Di qui, dalla constatazione implacabile della verità delle cose, il percorso della mostra vira verso il cielo delle astrazioni, non certo nel senso dello stile, ma in quello della immaginazione narrativa: incontriamo una natività ambientata nell’anno 3019, quando l’umanità, ormai estinta, ha sgombrato il mondo della propria presenza e lasciato libero quello che un tempo era l’ecumene al resto del mondo animale.

Quel Natale del futuro è comunque omaggiato da un presepe dove nasce un bambino cullato tra le braccia di una madonna orso. L’opera è di grandissimo formato, tre metri per quattro, e fissa il culmine parabolico della favola umana di Pino Deodato in mostra a Lecco. Raggiunto il climax la storia intraprende il ritorno, tornando sulle stesse visioni a ritroso, ma nella chiave dell’esodo: ancora testimonianze dei pericoli dell’emigrazione ma estese alla condizione umana universale, con l’accortezza di sottolineare che siamo tutti prigionieri nella nostra terra e tutti ne vorremmo evadere.

L’ultimo quadro apre a un lieto fine agrodolce, se non proprio amaro: l’approdo fortunato, l’accoglienza riuscita, l’area della salvezza preconizzata dalla visione della natività animale, il bambino che rinasce, dopo il buio del tempo, una volta redenti gli effetti della sopraffazione operata da noi medesimi sul genere umano. Così Pino Deodato comincia e conclude la piccola Genesi moderna che si consuma nel Mediterraneo, ritornando a visitare le sue specie formali, i suoi intimi contenuti.
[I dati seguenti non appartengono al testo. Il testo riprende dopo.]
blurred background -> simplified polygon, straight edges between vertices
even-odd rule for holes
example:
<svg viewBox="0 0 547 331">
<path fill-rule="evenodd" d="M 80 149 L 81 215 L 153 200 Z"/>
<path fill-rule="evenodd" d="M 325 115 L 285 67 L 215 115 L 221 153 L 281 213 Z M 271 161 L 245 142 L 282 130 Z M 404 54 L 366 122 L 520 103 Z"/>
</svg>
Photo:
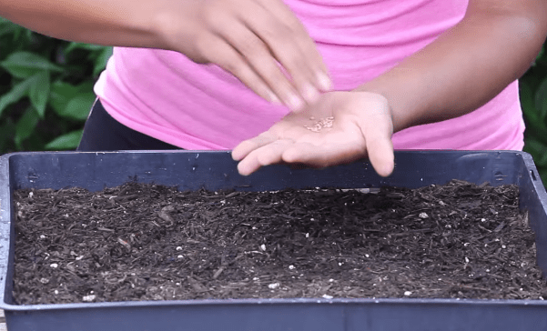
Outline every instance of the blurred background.
<svg viewBox="0 0 547 331">
<path fill-rule="evenodd" d="M 91 105 L 93 84 L 111 47 L 33 33 L 0 17 L 0 155 L 75 149 Z M 524 151 L 547 183 L 547 54 L 521 79 Z"/>
</svg>

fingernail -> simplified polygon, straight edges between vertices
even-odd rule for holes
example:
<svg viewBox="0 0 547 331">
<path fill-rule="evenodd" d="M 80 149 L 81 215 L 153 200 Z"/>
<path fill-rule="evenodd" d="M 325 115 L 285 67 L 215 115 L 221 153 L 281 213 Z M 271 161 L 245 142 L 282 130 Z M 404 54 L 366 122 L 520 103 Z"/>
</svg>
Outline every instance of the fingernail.
<svg viewBox="0 0 547 331">
<path fill-rule="evenodd" d="M 302 95 L 309 104 L 313 104 L 319 97 L 319 91 L 311 85 L 306 85 L 302 89 Z"/>
<path fill-rule="evenodd" d="M 332 85 L 332 82 L 330 81 L 330 78 L 329 78 L 329 76 L 323 73 L 323 72 L 318 72 L 317 73 L 317 80 L 318 80 L 318 84 L 319 85 L 319 87 L 321 88 L 321 90 L 323 91 L 329 91 L 330 89 L 330 86 Z"/>
<path fill-rule="evenodd" d="M 268 91 L 267 94 L 268 94 L 268 99 L 269 100 L 270 103 L 277 104 L 277 105 L 281 104 L 281 100 L 279 100 L 278 95 L 276 95 L 273 92 Z"/>
<path fill-rule="evenodd" d="M 299 95 L 290 94 L 289 95 L 287 105 L 289 105 L 291 110 L 299 110 L 304 106 L 304 102 Z"/>
</svg>

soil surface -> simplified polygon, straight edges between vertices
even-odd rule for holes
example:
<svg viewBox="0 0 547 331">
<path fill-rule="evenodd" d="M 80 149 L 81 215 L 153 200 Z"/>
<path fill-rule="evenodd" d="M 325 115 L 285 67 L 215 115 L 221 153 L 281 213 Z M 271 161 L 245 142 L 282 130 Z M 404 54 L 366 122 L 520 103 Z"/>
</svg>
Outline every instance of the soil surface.
<svg viewBox="0 0 547 331">
<path fill-rule="evenodd" d="M 18 304 L 543 299 L 518 187 L 15 192 Z"/>
</svg>

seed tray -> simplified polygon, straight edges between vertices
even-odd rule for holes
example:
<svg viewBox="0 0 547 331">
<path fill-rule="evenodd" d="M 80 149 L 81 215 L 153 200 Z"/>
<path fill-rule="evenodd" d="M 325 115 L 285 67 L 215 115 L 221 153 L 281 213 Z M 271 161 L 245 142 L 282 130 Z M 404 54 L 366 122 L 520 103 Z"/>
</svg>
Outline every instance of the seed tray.
<svg viewBox="0 0 547 331">
<path fill-rule="evenodd" d="M 398 151 L 392 176 L 369 162 L 327 169 L 271 166 L 238 174 L 228 152 L 139 151 L 15 153 L 0 156 L 0 308 L 9 331 L 30 330 L 547 330 L 542 300 L 418 298 L 208 299 L 15 305 L 14 211 L 19 188 L 85 187 L 99 191 L 129 180 L 243 191 L 329 186 L 416 188 L 451 179 L 515 184 L 520 207 L 536 236 L 538 265 L 547 271 L 547 193 L 530 155 L 516 151 Z"/>
</svg>

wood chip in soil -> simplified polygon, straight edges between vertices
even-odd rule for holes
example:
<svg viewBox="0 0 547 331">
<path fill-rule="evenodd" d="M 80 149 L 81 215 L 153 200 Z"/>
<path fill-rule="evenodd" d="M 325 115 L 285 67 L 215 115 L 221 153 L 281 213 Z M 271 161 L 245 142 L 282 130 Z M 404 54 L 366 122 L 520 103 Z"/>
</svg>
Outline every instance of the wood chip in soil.
<svg viewBox="0 0 547 331">
<path fill-rule="evenodd" d="M 18 190 L 15 301 L 547 296 L 515 186 L 365 191 Z"/>
</svg>

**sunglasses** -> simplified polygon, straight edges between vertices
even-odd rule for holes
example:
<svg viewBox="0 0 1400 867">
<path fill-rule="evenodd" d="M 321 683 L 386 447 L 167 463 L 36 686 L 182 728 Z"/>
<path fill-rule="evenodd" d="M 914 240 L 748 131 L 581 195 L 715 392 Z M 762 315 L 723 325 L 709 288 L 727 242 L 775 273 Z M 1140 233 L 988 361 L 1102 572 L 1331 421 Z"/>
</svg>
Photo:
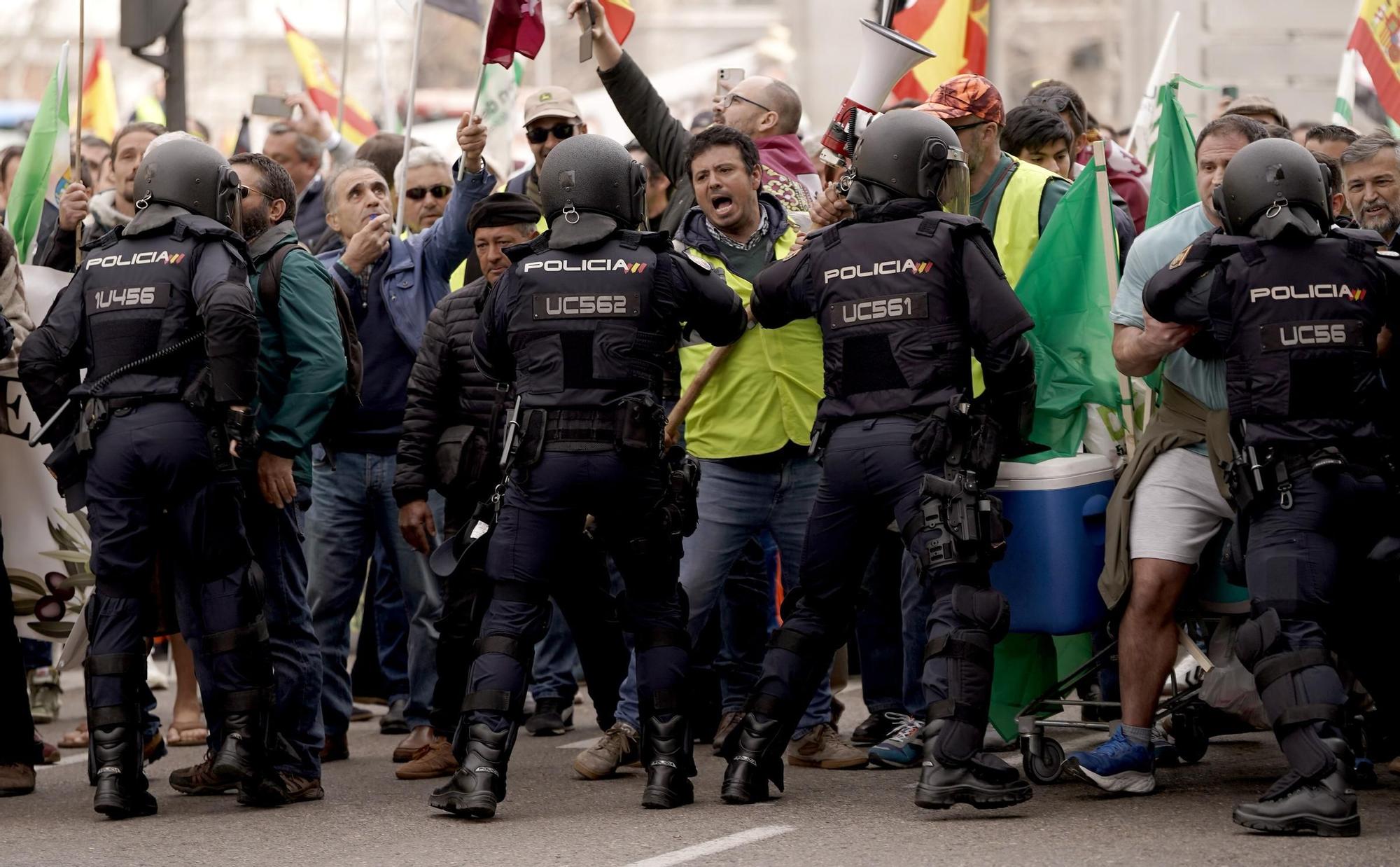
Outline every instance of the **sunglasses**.
<svg viewBox="0 0 1400 867">
<path fill-rule="evenodd" d="M 564 139 L 571 139 L 574 136 L 573 123 L 556 123 L 554 126 L 536 126 L 535 129 L 525 130 L 525 140 L 531 144 L 543 144 L 553 134 L 556 139 L 563 141 Z"/>
<path fill-rule="evenodd" d="M 428 193 L 433 193 L 434 199 L 447 199 L 448 196 L 452 195 L 452 188 L 448 186 L 447 183 L 434 183 L 433 186 L 410 186 L 409 189 L 403 190 L 403 195 L 407 196 L 409 199 L 413 199 L 414 202 L 417 202 L 419 199 L 421 199 Z"/>
<path fill-rule="evenodd" d="M 753 99 L 749 99 L 748 97 L 741 97 L 739 94 L 735 94 L 732 91 L 728 92 L 728 94 L 725 94 L 724 98 L 720 99 L 720 111 L 729 111 L 729 106 L 734 105 L 735 99 L 738 99 L 739 102 L 748 102 L 749 105 L 752 105 L 755 108 L 762 108 L 766 112 L 773 111 L 771 108 L 769 108 L 767 105 L 763 105 L 762 102 L 755 102 Z"/>
</svg>

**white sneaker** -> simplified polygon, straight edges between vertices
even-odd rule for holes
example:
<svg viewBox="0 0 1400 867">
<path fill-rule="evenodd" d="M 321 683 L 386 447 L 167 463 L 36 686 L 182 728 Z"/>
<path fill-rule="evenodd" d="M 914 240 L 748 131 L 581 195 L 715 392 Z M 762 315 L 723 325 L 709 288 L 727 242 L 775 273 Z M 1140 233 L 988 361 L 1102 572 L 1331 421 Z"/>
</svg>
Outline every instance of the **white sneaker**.
<svg viewBox="0 0 1400 867">
<path fill-rule="evenodd" d="M 151 657 L 146 657 L 146 685 L 151 689 L 167 689 L 171 685 L 169 677 L 161 671 L 160 664 Z"/>
</svg>

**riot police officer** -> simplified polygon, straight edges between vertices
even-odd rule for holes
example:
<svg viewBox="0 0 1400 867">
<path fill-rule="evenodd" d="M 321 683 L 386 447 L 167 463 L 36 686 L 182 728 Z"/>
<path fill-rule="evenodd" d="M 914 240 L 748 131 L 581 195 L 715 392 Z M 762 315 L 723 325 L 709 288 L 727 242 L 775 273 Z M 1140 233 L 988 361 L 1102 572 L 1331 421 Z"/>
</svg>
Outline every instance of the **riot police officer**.
<svg viewBox="0 0 1400 867">
<path fill-rule="evenodd" d="M 1030 797 L 1015 769 L 983 752 L 993 646 L 1009 608 L 988 583 L 1004 550 L 994 483 L 998 441 L 1019 437 L 1035 403 L 1032 328 L 981 221 L 965 216 L 967 167 L 942 120 L 893 111 L 854 158 L 854 217 L 811 234 L 763 272 L 753 315 L 766 328 L 816 317 L 826 396 L 815 448 L 822 485 L 797 591 L 784 601 L 743 723 L 725 744 L 722 797 L 783 787 L 783 749 L 846 641 L 860 576 L 893 517 L 935 598 L 924 689 L 931 700 L 914 801 L 1009 807 Z M 972 357 L 987 391 L 972 399 Z M 1000 433 L 998 433 L 1000 430 Z"/>
<path fill-rule="evenodd" d="M 85 468 L 97 576 L 84 612 L 90 765 L 94 808 L 112 818 L 155 812 L 137 688 L 158 612 L 157 552 L 206 713 L 223 721 L 213 769 L 248 780 L 260 766 L 272 665 L 232 465 L 252 438 L 258 384 L 239 193 L 213 147 L 153 143 L 136 174 L 136 219 L 90 248 L 20 357 L 35 410 L 62 413 L 45 434 L 60 485 L 71 493 Z"/>
<path fill-rule="evenodd" d="M 550 230 L 511 248 L 472 335 L 480 370 L 515 387 L 511 472 L 486 555 L 491 599 L 462 705 L 465 758 L 430 803 L 487 818 L 505 797 L 525 674 L 549 623 L 546 578 L 567 574 L 566 542 L 592 514 L 636 637 L 643 805 L 678 807 L 693 798 L 678 574 L 699 473 L 662 461 L 664 356 L 682 322 L 722 346 L 746 317 L 718 275 L 673 254 L 665 234 L 634 231 L 645 174 L 620 144 L 574 136 L 545 160 L 540 188 Z"/>
<path fill-rule="evenodd" d="M 1257 804 L 1235 808 L 1235 822 L 1355 836 L 1347 696 L 1330 650 L 1344 632 L 1343 576 L 1378 590 L 1394 581 L 1368 553 L 1394 514 L 1393 398 L 1376 336 L 1396 325 L 1400 268 L 1378 252 L 1380 235 L 1331 226 L 1320 171 L 1292 141 L 1240 150 L 1215 190 L 1222 231 L 1182 251 L 1144 301 L 1158 319 L 1200 326 L 1190 352 L 1225 359 L 1236 448 L 1226 475 L 1253 611 L 1236 651 L 1289 766 Z"/>
</svg>

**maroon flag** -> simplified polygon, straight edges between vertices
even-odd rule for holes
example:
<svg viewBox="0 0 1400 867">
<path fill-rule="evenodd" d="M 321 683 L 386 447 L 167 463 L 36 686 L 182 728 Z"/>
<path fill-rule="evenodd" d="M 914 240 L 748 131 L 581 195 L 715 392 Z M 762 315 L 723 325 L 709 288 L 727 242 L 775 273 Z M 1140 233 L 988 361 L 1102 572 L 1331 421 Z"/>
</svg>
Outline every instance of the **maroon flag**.
<svg viewBox="0 0 1400 867">
<path fill-rule="evenodd" d="M 533 59 L 545 45 L 545 18 L 540 0 L 494 0 L 486 25 L 483 63 L 510 66 L 517 52 Z"/>
</svg>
Una parabola dell’eterno ritorno che ripercorre a ritroso i luoghi dello spirito frequentati dall’artista negli anni: rivediamo le madri pensose e assorte su letti inviolati, ricontiamo le ore dell’attesa prima dei grandi eventi, quando a segnare il tempo non è ciò che accade, ma ciò che deve accadere. Il maestro ha ripassato pro domo nostra tutta la sintassi operativa del proprio fare artistico e lo incontriamo di nuovo nel punto in cui egli, accompagnato dalle fioche ma potenti luci dei piccoli esseri che sempre lo scortano, sempre ritrova sé stesso.